A half hour later, we arrived at the site where the Russian Orthodox Church ran a memorial to Czar Nicholas and his family. There were rows of tour buses, and although it was late in the day, streams of tourists poured through the wooden gates that were bordered on either side by kiosks loaded with souvenirs.

“OK, this is kind of...”

“Tacky?” Dixon suggested.

“I was going to say materialistic, considering the church treats the Romanovs as saints, but decided I wouldn’t dis a religion as a whole. Although I have to say, I wouldn’t mind a couple of postcards. Oooh. Is that a Czar Nicholas book bag?”

Dixon took my arm and steered me away from thekiosk. “We only have half an hour before they close, so if you want to see the sight, we’d better get moving.”

“All right, but if you don’t get an authentic Czar Nicholas icon for your birthday, don’t blame me.” We passed a large bust of the czar and headed out into the birch and pine forest on a dirt path, swatting away moths and mosquitoes and stumbling over bits of roots. Once we’d seen the mine where the Bolsheviks had dumped the bodies, we had time to move on to view a simple cross embedded into the ground.

“Well?” Dixon asked a short while later, when we were headed back to our B&B. “Was that worth the time we could have been having a bath together?”

“I think so,” I said, my mood somber after the experience. “For one, the tub isn’t big enough for both of us. I know, because I checked. And for another, these were my people, or at least my father’s people. My mom is Irish. And the whole revolution thing had an impact on my dad’s family. One side left Russia right after the uprising and came to America. The other side—the one my dad belongs to—stayed put, until there was no one but my dad left alive. He emigrated as soon as he could leave the country and came to America so he could stay with his cousins. Wow, I really got into a lot more family history than you wanted to know, huh?”

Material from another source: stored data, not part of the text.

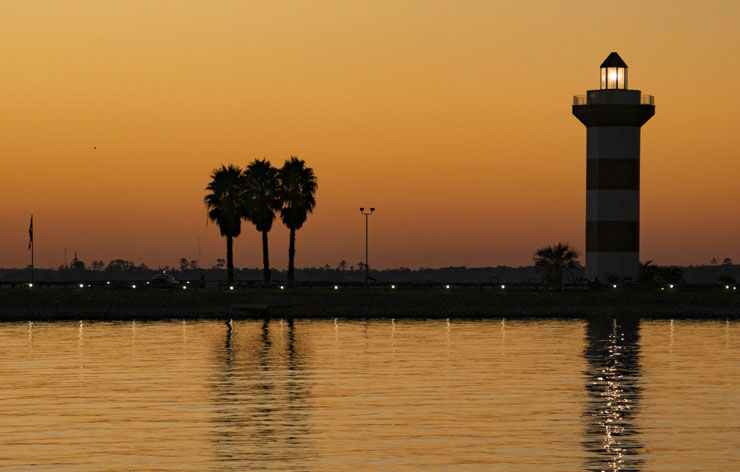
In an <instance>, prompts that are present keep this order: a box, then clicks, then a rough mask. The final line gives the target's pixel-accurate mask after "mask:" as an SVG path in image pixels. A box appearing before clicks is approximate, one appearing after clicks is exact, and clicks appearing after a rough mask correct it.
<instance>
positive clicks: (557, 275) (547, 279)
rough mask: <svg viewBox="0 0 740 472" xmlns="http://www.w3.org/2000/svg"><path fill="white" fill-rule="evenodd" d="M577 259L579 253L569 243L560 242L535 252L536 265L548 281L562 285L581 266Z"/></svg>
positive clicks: (576, 271) (539, 270)
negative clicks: (568, 244) (568, 245)
mask: <svg viewBox="0 0 740 472" xmlns="http://www.w3.org/2000/svg"><path fill="white" fill-rule="evenodd" d="M577 259H578V253H577V252H576V251H575V250H573V249H572V248H571V247H570V246H568V244H563V243H558V244H556V245H555V246H548V247H543V248H541V249H539V250H538V251H537V252H535V253H534V266H535V269H536V270H537V272H540V273H542V274H543V276H544V278H545V281H546V282H549V283H552V284H556V285H561V284H562V283H563V282H564V281H566V280H568V279H570V277H571V274H574V273H577V272H578V270H579V269H580V268H581V265H580V264H579V263H578V260H577Z"/></svg>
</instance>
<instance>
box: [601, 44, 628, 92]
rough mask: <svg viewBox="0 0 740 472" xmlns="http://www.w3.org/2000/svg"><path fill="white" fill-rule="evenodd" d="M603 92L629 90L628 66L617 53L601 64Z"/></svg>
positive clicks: (615, 52) (602, 88) (607, 58)
mask: <svg viewBox="0 0 740 472" xmlns="http://www.w3.org/2000/svg"><path fill="white" fill-rule="evenodd" d="M601 90H627V64H625V62H624V61H623V60H622V58H621V57H619V54H617V53H616V52H613V53H611V54H609V56H608V57H607V58H606V60H605V61H604V62H603V63H602V64H601Z"/></svg>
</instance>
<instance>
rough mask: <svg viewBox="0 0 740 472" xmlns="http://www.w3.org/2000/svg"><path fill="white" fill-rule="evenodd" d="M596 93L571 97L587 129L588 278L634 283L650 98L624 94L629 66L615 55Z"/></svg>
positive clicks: (638, 264) (586, 135)
mask: <svg viewBox="0 0 740 472" xmlns="http://www.w3.org/2000/svg"><path fill="white" fill-rule="evenodd" d="M600 72H601V76H600V78H601V80H600V82H601V85H600V88H599V90H589V91H588V92H587V93H586V95H576V96H575V97H573V114H574V115H575V116H576V118H578V119H579V120H580V121H581V123H583V124H584V125H586V277H587V278H588V279H589V280H592V281H595V280H598V281H599V282H603V283H606V282H612V281H615V280H620V281H621V280H622V279H624V278H635V277H636V276H637V273H638V271H639V260H640V256H639V252H640V127H641V126H642V125H644V124H645V123H646V122H647V121H648V120H649V119H650V118H651V117H652V116H653V115H654V114H655V103H654V100H653V96H652V95H643V94H642V93H641V92H640V91H639V90H629V89H628V88H627V64H625V62H624V61H623V60H622V58H621V57H619V54H617V53H616V52H613V53H611V54H609V57H607V58H606V60H605V61H604V63H603V64H601V71H600Z"/></svg>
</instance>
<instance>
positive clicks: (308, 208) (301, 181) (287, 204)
mask: <svg viewBox="0 0 740 472" xmlns="http://www.w3.org/2000/svg"><path fill="white" fill-rule="evenodd" d="M278 175H279V178H280V200H281V202H282V208H280V218H281V219H282V220H283V223H284V224H285V226H287V227H288V229H290V243H289V246H288V282H289V283H293V281H294V279H295V277H294V270H295V232H296V230H299V229H301V226H303V223H305V222H306V218H308V214H309V213H313V209H314V207H315V206H316V198H315V195H316V188H317V187H318V184H317V182H316V176H315V175H314V172H313V169H312V168H310V167H306V161H304V160H301V159H298V158H297V157H295V156H291V157H290V159H288V160H287V161H285V164H283V167H281V168H280V171H279V174H278Z"/></svg>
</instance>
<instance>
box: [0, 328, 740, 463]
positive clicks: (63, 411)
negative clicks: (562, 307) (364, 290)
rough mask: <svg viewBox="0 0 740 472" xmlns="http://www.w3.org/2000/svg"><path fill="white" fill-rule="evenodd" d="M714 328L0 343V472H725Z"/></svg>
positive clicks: (724, 392)
mask: <svg viewBox="0 0 740 472" xmlns="http://www.w3.org/2000/svg"><path fill="white" fill-rule="evenodd" d="M739 374H740V335H739V332H738V329H737V325H736V324H735V323H734V322H727V321H701V322H697V321H670V320H665V321H641V322H640V321H629V320H616V321H615V320H605V321H603V322H586V321H579V320H569V321H557V320H556V321H552V320H532V321H508V320H491V321H455V320H453V321H451V322H447V321H445V320H441V321H440V320H432V321H396V322H392V321H389V320H381V321H370V322H364V321H356V322H354V321H342V320H339V321H337V322H334V321H296V322H294V323H289V322H287V321H283V322H281V321H272V322H269V323H263V322H261V321H243V322H234V323H233V324H231V325H227V324H225V323H223V322H215V321H203V322H182V321H170V322H156V323H133V322H128V323H87V322H79V323H13V324H0V470H2V471H9V470H24V471H26V470H54V471H83V470H84V471H88V470H90V471H92V470H95V471H106V470H110V471H118V470H150V471H202V470H213V471H222V470H276V471H277V470H280V471H366V470H372V471H417V470H418V471H431V470H435V471H436V470H446V471H490V470H502V471H516V470H545V471H547V470H553V471H555V470H557V471H562V470H609V471H616V470H645V471H678V470H680V471H689V470H697V471H700V470H702V471H704V470H737V463H738V460H740V452H739V451H740V421H739V420H740V393H738V392H739V390H738V383H739V380H738V379H740V375H739Z"/></svg>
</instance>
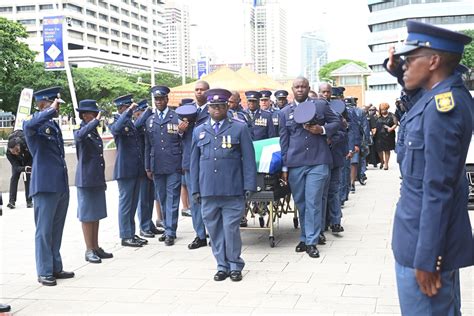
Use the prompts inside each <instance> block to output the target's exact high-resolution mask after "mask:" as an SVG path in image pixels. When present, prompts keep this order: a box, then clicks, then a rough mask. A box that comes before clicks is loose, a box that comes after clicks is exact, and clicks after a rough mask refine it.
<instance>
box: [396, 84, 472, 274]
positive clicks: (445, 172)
mask: <svg viewBox="0 0 474 316" xmlns="http://www.w3.org/2000/svg"><path fill="white" fill-rule="evenodd" d="M442 93H448V94H449V93H451V94H452V97H451V99H452V100H453V103H454V107H453V108H452V110H450V111H448V112H445V113H442V112H440V111H438V110H437V104H436V101H435V100H436V98H437V95H438V96H439V95H440V94H442ZM445 96H446V95H445ZM447 100H449V98H448V99H446V98H445V99H444V101H443V102H442V104H444V105H446V104H450V103H448V102H446V101H447ZM473 106H474V104H473V101H472V98H471V96H470V94H469V92H468V91H467V90H466V89H465V87H464V85H463V83H462V79H461V77H460V76H459V75H453V76H451V77H449V78H447V79H445V80H444V81H442V82H440V83H439V84H438V85H437V86H435V88H433V89H432V90H431V91H426V92H425V93H424V95H423V96H422V97H421V98H420V99H419V100H418V102H417V103H416V104H415V105H414V106H413V107H412V108H411V109H410V111H409V112H408V113H407V116H406V125H405V128H406V133H405V137H406V138H405V148H406V151H405V158H404V160H403V163H402V174H403V182H402V186H401V191H400V200H399V201H398V204H397V209H396V213H395V220H394V227H393V237H392V249H393V252H394V255H395V259H396V260H397V262H398V263H400V264H401V265H404V266H407V267H412V268H416V269H421V270H424V271H431V272H434V271H436V270H440V271H447V270H453V269H458V268H461V267H465V266H469V265H473V264H474V240H473V236H472V229H471V225H470V221H469V215H468V211H467V203H468V183H467V179H466V175H465V170H464V164H465V160H466V155H467V151H468V148H469V143H470V140H471V135H472V127H473V126H472V115H471V111H472V108H473Z"/></svg>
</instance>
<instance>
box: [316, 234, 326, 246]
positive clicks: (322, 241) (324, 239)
mask: <svg viewBox="0 0 474 316" xmlns="http://www.w3.org/2000/svg"><path fill="white" fill-rule="evenodd" d="M325 244H326V236H324V234H319V239H318V245H325Z"/></svg>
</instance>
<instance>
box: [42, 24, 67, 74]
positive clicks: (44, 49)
mask: <svg viewBox="0 0 474 316" xmlns="http://www.w3.org/2000/svg"><path fill="white" fill-rule="evenodd" d="M63 20H64V17H63V16H48V17H44V19H43V51H44V68H45V70H64V48H63Z"/></svg>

“On the contrary,” he said with a smile. “I like to know things about you.”

I looked at him, aware of an emotion that seemed to run high between us, but just then I caught a flash of white in the darkness. Along the side of the road, a man in a Stormtrooper costume pushed a big baby carriage, from which a dog’s head poked out.

“You don’t see that every day,” I commented.

“See what?”

“A Stormtrooper pushing a dog in a stroller.”

He blinked. “Where was that?”

“It doesn’t matter.” I trailed my fingers across his thigh. “So, about this bath that we won’t both fit into. Perhaps there’s a way it can work. Say, if I sit on you...”

August 2

From: Julia

You haven’t texted me in forever. How’s lover boy? How’s the race? Where are you? What time is it? I hope I’m not waking you.

August 2

To: Julia

He’s in the bathtub with the B&B owner. Race is hairy. Yekaterinburg, Russia. It’s almost midnight, but am awake.